I caught up with Jax. “Do you guys have a plan?”
She nodded. “Of course. Find somewhere safe to stay. Eat and drink before moving on tomorrow.”
“I meant a long-term plan. Are you moving on to anywhere in particular?”
She looked at me as if deciding whether or not she could trust me. “Yeah. Somewhere particular.”
“Where’s that?” I asked, trying to sound nonchalant. It seemed like their destination was a closely-guarded secret or something.
“Cornwall,” she said.
I nodded as if I understood why they would want to go there. “Good choice,” I said. “Not as populated as the rest of the country. Plenty of remote areas to hide.”
“Yeah,” she said noncommittally. I had hoped to draw more information out of her but my social skills were seriously lacking. Did they know something about Cornwall? It had remote areas, as I had said, but there were more remote places in Scotland so why not head north across the border?
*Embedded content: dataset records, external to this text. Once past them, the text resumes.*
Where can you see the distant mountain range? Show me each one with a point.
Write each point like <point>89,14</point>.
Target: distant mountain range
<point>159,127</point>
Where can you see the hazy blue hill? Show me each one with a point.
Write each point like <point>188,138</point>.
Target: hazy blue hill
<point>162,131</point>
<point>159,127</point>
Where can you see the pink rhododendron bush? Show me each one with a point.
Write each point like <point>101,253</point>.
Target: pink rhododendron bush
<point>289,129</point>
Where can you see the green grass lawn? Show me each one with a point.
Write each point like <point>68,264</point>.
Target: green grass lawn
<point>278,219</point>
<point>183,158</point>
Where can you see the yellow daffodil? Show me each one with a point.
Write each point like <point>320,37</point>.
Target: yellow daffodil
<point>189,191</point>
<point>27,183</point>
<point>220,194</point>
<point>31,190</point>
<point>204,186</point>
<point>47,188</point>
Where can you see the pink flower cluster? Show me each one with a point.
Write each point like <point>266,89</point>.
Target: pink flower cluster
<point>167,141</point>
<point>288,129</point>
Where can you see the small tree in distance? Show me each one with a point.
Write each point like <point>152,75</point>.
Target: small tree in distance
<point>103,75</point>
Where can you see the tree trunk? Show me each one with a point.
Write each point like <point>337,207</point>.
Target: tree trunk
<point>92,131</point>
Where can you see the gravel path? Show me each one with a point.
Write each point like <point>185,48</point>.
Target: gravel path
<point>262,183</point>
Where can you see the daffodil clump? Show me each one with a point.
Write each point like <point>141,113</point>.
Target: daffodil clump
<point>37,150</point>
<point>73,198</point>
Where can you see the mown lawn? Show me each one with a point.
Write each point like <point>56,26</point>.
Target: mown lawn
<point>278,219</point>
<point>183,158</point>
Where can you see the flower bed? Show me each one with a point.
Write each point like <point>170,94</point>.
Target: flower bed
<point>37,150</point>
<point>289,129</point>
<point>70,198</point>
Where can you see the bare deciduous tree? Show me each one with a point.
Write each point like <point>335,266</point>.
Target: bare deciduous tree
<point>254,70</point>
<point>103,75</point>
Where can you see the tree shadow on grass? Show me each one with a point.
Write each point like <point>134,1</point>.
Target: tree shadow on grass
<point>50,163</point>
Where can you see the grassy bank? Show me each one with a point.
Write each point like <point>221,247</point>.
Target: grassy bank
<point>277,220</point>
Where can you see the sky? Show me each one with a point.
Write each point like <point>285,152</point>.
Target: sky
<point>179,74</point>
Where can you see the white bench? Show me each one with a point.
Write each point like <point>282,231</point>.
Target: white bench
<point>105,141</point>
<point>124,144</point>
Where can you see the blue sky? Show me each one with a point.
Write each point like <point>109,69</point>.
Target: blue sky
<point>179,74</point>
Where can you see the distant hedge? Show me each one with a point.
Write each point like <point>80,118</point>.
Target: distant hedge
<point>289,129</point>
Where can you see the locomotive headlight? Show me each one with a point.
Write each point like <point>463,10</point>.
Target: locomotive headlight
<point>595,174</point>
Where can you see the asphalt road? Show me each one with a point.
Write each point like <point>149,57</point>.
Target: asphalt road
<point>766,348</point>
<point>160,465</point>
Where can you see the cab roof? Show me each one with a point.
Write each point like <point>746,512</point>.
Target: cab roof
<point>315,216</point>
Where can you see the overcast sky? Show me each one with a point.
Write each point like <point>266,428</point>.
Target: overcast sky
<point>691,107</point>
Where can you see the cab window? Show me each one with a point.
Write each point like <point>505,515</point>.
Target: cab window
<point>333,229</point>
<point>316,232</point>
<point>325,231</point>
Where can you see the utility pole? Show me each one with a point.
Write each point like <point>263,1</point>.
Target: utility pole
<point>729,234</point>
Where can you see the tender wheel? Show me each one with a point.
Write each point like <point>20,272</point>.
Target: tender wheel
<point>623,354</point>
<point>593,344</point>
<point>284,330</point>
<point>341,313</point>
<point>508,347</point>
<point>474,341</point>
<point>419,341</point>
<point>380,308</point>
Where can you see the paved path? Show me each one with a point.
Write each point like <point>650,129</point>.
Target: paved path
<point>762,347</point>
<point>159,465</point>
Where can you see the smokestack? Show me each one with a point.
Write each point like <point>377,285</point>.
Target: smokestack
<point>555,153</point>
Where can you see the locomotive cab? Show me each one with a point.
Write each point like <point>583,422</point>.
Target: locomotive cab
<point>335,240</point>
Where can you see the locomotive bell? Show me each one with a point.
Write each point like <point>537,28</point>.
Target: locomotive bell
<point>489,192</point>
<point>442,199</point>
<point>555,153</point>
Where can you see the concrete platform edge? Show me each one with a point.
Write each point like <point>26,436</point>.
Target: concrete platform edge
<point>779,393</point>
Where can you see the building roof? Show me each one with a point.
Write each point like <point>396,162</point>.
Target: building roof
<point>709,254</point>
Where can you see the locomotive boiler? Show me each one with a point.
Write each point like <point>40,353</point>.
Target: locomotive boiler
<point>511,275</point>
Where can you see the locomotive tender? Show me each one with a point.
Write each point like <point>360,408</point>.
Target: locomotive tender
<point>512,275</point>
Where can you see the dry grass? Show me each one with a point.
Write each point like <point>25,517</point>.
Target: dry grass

What was it about Cornwall that was drawing them there?
“Any other reason?” I asked Jax.
“Maybe,” she said.
This line of questioning was getting me nowhere. I should just keep my mouth shut and concentrate on how I was going to find Lucy and
The Big Easy
again.
Trouble was, I had no ideas at all.
After a few more minutes of relentless trudging through the woods, I asked her, “Why are the army trying to kill us?”
She looked at me like I had just asked her why the sky was blue. “You really don’t know, do you?”
I shook my head. “I thought they were supposed to be protecting people from the zombies, not trying to kill civilians.”
She laughed. “They do what the government order them to do. It isn’t about protection; it’s about control. Even now, after the entire country has gone to hell, the politicians spread lies and try to control the people.”
“Lies? I don’t understand.”
“Tell me what you know about the virus outbreak, Alex.”
“Okay,” I said, “it comes from India. There was a doctor quarantined in a hospital in London. It spread from there.” I remembered the news reports I had read on board the
Solstice
. “And it’s infected America. Probably the rest of the world too.”